What kind of rubber is it? Neoprene?


----------



## truck (Apr 12, 2004)

Lewzer said:


> What kind of rubber is it? Neoprene?


I think thats what it is.I would call it large surgical tubing.


----------



## Lewzer (Apr 5, 2004)

Too far for you but right around the corner for me. Both are Akron.

http://www.hygenic.com/natural-rubber-tubing.aspx

http://www.primelineindustries.com/latex-tubing-specsht.htm




http://www.thomasnet.com/products/rubber-tubing-88668421-1.html


How much do you need? I might be able to get ahold of some. I'm going to check now. Should be pretty cheap to mail.
Also what I/O diameter?


----------



## fishfrye (May 1, 2009)

Probly a dumb question but why a Catapult?


----------



## truck (Apr 12, 2004)

fishfrye said:


> Probly a dumb question but why a Catapult?

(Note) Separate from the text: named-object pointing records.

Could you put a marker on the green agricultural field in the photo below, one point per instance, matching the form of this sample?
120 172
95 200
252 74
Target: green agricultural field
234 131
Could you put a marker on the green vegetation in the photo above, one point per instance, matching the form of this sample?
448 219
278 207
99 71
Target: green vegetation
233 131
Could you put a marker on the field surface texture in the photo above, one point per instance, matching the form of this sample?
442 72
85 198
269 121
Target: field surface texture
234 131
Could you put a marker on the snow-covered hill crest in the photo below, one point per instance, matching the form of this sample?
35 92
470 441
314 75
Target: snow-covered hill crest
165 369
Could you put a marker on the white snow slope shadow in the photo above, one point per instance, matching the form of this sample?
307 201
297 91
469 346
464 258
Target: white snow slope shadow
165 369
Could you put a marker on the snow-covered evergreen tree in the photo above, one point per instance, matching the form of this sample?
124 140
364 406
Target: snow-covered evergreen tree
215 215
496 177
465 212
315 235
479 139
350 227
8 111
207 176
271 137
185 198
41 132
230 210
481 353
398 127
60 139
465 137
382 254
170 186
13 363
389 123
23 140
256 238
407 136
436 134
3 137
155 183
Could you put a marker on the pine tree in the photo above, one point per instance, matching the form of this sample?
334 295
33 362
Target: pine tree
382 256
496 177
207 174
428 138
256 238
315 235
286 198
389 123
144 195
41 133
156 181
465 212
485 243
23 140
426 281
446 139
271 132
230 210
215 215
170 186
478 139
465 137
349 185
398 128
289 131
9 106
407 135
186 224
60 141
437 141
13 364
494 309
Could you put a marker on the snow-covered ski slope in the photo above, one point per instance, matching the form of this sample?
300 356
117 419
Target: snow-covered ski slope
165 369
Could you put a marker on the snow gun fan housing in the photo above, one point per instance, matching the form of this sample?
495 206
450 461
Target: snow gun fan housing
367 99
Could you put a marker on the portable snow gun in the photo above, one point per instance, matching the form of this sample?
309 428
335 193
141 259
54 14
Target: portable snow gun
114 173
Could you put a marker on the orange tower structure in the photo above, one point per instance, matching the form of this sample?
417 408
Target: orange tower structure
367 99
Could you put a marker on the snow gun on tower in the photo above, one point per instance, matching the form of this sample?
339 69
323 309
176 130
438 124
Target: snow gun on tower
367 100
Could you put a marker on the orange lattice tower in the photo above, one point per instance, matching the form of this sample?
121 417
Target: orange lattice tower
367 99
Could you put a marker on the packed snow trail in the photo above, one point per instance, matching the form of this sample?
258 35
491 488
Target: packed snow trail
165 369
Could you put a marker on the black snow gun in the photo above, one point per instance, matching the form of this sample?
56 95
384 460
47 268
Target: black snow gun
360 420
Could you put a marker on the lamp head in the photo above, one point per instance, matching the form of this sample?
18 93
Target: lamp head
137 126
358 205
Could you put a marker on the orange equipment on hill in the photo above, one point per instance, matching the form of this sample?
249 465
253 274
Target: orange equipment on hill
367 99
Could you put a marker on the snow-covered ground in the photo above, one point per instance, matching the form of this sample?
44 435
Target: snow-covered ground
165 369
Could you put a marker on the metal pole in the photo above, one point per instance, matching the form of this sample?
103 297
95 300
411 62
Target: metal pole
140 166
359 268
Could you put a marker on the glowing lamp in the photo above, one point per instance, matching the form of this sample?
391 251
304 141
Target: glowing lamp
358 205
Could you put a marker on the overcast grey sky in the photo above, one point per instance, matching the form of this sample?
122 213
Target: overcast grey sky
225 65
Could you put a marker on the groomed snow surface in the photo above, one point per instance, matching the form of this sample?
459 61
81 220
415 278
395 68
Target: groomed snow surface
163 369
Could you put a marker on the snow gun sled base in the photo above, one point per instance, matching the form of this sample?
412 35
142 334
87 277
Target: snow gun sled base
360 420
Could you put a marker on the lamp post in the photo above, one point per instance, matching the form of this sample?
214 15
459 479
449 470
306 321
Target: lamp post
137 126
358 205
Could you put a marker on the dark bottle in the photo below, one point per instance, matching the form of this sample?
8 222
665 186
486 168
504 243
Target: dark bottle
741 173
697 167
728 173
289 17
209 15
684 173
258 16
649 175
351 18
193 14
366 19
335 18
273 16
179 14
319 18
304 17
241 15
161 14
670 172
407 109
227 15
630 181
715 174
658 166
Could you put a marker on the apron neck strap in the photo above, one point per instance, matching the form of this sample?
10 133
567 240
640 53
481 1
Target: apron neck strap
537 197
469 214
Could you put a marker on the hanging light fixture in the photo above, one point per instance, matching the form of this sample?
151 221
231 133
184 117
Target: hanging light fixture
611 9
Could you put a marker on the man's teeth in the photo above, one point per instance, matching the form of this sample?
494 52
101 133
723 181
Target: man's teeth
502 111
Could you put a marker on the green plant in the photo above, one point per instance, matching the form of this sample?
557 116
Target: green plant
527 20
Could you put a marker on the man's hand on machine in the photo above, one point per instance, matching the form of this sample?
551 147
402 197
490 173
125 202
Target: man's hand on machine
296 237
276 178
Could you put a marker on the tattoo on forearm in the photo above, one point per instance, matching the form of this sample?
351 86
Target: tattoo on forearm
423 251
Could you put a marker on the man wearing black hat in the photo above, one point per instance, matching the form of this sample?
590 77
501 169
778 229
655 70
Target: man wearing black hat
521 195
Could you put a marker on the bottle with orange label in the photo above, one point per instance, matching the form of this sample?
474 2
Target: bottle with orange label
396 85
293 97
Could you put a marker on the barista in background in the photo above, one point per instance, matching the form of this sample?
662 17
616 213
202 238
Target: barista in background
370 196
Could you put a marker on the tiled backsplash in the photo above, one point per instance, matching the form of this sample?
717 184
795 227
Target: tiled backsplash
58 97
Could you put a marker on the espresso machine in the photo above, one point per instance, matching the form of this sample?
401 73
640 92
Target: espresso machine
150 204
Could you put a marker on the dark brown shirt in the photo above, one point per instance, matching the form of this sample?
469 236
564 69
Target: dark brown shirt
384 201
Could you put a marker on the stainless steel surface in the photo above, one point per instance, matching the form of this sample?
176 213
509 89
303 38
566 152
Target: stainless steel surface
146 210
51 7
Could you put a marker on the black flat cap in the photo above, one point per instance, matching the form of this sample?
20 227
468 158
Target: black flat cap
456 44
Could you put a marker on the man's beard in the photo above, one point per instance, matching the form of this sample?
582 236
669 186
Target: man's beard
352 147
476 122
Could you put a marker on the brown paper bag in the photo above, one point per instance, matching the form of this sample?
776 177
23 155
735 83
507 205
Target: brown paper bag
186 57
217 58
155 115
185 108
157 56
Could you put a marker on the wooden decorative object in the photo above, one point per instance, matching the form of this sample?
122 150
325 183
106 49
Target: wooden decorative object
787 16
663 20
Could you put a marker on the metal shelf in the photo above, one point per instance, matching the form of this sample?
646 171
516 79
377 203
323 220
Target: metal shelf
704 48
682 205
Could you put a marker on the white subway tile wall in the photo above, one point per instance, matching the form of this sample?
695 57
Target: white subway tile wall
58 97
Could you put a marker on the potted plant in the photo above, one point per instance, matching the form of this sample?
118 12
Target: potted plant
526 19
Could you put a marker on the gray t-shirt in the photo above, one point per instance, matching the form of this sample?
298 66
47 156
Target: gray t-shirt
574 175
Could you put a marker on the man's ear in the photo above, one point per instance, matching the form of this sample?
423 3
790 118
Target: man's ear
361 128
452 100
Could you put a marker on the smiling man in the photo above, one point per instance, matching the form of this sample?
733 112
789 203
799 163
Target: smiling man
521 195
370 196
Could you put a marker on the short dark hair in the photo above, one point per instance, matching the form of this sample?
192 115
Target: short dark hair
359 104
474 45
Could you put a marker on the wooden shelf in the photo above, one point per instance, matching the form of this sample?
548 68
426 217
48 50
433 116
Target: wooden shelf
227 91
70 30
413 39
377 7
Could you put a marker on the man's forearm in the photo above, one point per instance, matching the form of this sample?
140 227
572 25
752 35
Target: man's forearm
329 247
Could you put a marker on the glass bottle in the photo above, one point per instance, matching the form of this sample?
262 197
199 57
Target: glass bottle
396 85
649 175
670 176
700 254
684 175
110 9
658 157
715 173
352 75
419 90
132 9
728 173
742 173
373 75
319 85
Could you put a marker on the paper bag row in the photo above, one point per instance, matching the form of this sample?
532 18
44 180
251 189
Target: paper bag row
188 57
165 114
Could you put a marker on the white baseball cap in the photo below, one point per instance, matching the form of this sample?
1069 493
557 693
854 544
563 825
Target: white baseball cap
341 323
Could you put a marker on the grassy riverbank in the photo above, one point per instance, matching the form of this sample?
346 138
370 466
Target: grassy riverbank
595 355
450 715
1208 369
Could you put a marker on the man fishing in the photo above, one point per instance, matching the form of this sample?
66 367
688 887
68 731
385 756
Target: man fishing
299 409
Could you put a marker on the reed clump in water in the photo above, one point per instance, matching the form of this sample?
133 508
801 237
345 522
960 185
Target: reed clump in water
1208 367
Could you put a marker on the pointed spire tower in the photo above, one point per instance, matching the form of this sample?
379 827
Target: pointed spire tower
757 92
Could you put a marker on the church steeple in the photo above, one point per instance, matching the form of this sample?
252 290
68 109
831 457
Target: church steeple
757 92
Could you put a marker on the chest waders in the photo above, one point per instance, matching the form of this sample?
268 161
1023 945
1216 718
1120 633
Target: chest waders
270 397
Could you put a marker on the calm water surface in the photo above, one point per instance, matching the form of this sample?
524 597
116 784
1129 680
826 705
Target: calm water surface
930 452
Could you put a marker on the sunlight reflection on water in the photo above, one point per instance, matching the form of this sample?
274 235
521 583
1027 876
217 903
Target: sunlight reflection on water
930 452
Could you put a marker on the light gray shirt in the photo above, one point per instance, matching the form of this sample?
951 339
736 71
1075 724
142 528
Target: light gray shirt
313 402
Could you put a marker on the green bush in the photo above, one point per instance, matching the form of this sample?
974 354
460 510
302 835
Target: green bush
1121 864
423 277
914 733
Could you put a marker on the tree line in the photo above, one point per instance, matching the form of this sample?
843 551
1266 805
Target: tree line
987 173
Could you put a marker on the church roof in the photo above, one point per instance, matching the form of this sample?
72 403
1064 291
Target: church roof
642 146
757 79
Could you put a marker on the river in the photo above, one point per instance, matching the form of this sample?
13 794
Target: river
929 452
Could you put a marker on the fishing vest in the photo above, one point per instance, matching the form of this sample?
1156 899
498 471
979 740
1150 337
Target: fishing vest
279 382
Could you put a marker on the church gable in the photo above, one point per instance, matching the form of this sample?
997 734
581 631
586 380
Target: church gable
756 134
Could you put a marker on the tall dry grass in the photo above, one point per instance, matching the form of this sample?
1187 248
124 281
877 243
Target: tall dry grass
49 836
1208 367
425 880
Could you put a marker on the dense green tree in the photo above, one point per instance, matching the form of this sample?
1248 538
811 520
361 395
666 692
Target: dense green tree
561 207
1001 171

No dumb ?s around here!It is a slingshot for shooting chum out to where u fishdon't know y they r called a catapult?


----------



## Lewzer (Apr 5, 2004)

The box should arrive on Friday. I think its UPS two day delivery. Heck you're only Cincinnati so it may be there tomorrow. If that was a work address keep an eye out for a box addressed to Daryl Truck (don't know your last name...)


----------



## fishfrye (May 1, 2009)

Truck, thanks!!! sounds pretty cool!!! would it be the same setup as a Squirrle launcher? haha!!!! good luck!!


----------